After the Second World War, the rebirth of the IHEDN in 1948 took place in a context of progressive structuring of European security, illustrated in the same year by the signing of the Brussels Treaty. From the first post-war session, after the opening address, the speech that listeners listen to focuses on “The Brussels Pact, its goal, its current achievements, its future prospects.”

Subsequently, the Institute’s links with the future European Union but also with the North Atlantic Treaty Organization (NATO), founded in 1949 and based in Paris since 1950, continued to strengthen. In the fall of 1951, the IHEDN was joined in its premises at the Artillery Pavilion of the Military School by the NATO Defense College, created by the director of the IHEDN, Vice-Admiral André Lemonnier, drawing inspiration in particular from the institute French.

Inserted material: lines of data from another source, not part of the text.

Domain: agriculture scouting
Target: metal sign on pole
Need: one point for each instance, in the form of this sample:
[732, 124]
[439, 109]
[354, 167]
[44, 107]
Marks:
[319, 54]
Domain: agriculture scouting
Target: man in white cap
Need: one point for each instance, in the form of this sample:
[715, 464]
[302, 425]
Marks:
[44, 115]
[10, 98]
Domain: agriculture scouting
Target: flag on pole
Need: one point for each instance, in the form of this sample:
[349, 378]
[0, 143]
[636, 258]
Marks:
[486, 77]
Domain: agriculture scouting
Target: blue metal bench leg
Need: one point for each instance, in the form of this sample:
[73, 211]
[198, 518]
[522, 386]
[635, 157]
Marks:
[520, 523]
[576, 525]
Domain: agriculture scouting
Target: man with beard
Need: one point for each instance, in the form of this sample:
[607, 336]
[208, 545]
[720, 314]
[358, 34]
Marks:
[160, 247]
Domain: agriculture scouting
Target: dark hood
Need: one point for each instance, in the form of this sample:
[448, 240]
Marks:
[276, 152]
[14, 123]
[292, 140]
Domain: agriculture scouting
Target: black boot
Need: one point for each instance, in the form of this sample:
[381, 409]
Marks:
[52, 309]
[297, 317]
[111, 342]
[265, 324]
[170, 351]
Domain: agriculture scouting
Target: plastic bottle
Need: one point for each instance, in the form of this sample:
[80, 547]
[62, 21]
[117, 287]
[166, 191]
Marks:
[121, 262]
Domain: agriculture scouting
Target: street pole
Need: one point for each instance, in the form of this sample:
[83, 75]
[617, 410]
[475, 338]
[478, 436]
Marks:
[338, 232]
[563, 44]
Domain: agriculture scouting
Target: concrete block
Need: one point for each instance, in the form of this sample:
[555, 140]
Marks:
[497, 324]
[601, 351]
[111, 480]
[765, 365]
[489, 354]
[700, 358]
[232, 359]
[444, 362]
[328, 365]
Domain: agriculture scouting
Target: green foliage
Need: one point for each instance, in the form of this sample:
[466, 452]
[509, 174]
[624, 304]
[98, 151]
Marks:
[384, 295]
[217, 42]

Admiral Lemonnier was responding to a request from the supreme commander of the Atlantic Alliance in Europe, the American General Dwight Eisenhower, of whom he was at the same time the naval deputy. When France left the integrated command of NATO in 1966, the College moved to Rome and the organization’s headquarters to Brussels.

Later, in the 2000s, France and Germany supported the creation of a European training capacity in security and defense. The idea draws its source from the European session of the IHEDN, the first of which was held at the end of 1988. Until its disappearance in 2004, it trained 469 listeners from 35 countries on the continent, including those from the former Soviet bloc in 1993.